The car company Stellantis is slashing its profit expectations for this year due to problems in the North American market and the weak industry situation. CEO Carlos Tavares (66) now only expects an operating profit margin of 5.5 to 7.0 percent adjusted for special effects, as Stellantis announced in Amsterdam. So far there should be a double-digit percentage left.
At the multi-brand group (among others Opel, Peugeot, Citroën, Fiat, Chrysler, Jeep, Alfa Romeo), US business had recently deteriorated significantly. In the North American market, the carmaker usually makes the lion’s share of its profits from large SUVs and pickup trucks. However, there are currently too many unsold cars on dealer lots, which is reducing sales prices. The half-year results had already noticeably disappointed investors.
The North American action program accounts for about two-thirds of the reductions in margin guidance, it said. In addition, sales in most other regions would be weaker than expected.
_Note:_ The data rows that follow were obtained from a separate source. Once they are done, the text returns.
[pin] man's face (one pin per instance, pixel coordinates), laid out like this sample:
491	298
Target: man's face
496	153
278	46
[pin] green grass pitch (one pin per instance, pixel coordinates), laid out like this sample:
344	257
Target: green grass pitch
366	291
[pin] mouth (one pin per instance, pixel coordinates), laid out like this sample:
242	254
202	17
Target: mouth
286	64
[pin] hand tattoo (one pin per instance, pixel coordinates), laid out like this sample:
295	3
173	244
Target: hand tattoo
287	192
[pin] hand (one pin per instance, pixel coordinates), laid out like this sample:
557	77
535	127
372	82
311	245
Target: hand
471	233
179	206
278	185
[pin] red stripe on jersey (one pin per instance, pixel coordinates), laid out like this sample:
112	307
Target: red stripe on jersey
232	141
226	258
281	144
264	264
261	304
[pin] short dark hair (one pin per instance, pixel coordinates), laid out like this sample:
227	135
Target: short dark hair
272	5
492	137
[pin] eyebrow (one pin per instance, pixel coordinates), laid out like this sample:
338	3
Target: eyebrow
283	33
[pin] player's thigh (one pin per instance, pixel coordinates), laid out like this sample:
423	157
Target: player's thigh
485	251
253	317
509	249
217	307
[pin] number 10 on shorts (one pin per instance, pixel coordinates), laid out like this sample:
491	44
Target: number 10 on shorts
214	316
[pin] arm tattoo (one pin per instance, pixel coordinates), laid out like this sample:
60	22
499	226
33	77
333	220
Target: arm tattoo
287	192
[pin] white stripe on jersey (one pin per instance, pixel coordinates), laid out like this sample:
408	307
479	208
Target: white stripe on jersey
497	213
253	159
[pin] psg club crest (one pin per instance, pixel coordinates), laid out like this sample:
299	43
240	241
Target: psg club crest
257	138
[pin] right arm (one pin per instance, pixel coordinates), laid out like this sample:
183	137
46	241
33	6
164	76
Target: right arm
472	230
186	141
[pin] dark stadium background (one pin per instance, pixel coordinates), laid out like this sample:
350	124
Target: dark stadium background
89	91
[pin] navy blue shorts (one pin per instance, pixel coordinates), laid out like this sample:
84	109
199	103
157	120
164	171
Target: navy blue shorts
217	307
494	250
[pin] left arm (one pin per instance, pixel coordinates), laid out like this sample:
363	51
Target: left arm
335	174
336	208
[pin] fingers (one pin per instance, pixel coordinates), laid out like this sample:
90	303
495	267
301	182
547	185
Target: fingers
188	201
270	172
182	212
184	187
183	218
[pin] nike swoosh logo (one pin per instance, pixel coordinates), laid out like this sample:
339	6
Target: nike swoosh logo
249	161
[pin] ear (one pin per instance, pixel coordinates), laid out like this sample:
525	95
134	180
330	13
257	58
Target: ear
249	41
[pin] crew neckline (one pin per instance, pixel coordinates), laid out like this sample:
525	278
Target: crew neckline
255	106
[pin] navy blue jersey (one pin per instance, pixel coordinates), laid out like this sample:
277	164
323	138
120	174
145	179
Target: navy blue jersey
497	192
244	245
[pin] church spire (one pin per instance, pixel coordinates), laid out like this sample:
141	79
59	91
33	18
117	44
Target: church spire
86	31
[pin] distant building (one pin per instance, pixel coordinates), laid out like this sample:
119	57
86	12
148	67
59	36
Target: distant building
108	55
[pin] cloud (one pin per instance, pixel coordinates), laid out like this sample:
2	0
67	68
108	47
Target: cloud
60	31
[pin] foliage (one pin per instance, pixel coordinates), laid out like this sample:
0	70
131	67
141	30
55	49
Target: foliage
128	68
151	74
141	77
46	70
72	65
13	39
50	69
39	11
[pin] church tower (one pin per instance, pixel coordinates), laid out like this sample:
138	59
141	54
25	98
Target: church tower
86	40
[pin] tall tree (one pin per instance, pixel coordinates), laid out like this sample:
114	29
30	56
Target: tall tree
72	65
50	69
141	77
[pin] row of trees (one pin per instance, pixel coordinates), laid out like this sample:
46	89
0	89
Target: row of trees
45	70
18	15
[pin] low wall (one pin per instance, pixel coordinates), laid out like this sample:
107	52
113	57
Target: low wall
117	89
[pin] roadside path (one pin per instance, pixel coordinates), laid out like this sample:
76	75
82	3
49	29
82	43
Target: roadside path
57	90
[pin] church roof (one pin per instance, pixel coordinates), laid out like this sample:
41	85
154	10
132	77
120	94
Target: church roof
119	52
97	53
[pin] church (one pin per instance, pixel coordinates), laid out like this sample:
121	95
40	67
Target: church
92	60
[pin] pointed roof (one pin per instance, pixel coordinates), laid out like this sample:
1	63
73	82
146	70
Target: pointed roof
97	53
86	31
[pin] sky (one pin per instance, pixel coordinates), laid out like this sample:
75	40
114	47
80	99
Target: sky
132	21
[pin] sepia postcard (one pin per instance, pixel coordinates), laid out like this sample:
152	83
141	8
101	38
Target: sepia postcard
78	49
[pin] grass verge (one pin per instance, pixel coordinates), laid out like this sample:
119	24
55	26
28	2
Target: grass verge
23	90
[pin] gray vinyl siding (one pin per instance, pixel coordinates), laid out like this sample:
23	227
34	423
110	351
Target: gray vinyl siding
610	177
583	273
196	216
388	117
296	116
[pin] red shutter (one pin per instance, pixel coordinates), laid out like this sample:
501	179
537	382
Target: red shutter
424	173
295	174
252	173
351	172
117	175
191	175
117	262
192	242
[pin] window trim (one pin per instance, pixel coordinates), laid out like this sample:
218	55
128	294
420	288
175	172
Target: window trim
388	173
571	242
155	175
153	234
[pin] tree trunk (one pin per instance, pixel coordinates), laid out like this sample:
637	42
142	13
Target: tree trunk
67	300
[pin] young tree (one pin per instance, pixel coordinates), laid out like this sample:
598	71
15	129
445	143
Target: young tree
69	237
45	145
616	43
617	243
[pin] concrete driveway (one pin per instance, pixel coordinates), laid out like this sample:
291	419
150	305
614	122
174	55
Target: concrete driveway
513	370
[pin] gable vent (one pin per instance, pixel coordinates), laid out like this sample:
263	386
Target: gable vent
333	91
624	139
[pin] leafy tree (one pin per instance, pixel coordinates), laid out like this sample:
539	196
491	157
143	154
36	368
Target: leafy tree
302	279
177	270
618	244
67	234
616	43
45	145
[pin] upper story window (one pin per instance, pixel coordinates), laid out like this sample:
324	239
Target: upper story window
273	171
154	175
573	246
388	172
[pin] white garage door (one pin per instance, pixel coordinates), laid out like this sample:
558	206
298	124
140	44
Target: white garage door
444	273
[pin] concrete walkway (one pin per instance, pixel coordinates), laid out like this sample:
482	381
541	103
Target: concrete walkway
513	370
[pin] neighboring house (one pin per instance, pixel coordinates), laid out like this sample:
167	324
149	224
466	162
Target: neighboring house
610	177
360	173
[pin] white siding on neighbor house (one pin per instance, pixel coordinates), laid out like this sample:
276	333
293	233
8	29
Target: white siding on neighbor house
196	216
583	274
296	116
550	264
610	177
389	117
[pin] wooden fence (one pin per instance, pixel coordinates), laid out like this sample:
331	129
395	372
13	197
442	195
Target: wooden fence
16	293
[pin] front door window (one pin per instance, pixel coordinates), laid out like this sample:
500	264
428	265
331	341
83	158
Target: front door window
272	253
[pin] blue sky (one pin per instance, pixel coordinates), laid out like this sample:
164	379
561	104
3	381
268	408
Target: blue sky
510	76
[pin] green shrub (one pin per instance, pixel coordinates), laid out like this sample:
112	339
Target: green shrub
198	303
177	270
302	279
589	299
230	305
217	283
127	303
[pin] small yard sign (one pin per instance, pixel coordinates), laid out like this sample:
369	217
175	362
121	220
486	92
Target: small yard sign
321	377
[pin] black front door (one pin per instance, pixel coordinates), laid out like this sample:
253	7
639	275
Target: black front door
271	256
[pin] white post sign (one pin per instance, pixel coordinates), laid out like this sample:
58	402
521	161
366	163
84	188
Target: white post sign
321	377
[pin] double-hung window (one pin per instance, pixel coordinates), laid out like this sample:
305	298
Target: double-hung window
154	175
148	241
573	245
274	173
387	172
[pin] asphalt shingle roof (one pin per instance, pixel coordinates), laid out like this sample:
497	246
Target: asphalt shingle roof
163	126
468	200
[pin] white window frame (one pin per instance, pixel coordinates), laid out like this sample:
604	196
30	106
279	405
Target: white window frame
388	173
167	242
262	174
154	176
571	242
Before Stellantis, many car companies had already had to trim their profit prospects for the current year, including the German car manufacturer Mercedes-Benz, BMW, Porsche – and that crisis-hit Volkswagen Group twice.
Aston Martin also cuts the forecast
Another profit warning came from Aston Martin on Monday. Broken supply chains and a weakness in China are affecting the British sports car manufacturer. The board therefore expects a lower core profit for the year as a whole than previously forecast, Aston Martin announced on Monday. In addition, the cash flow will probably not be positive in the first half of the year.
Aston Martin is experiencing increasingly late component receipts due to disruptions at several of its suppliers. The group will therefore cut its wholesale volume by around 1,000 vehicles in 2024 to address the problems.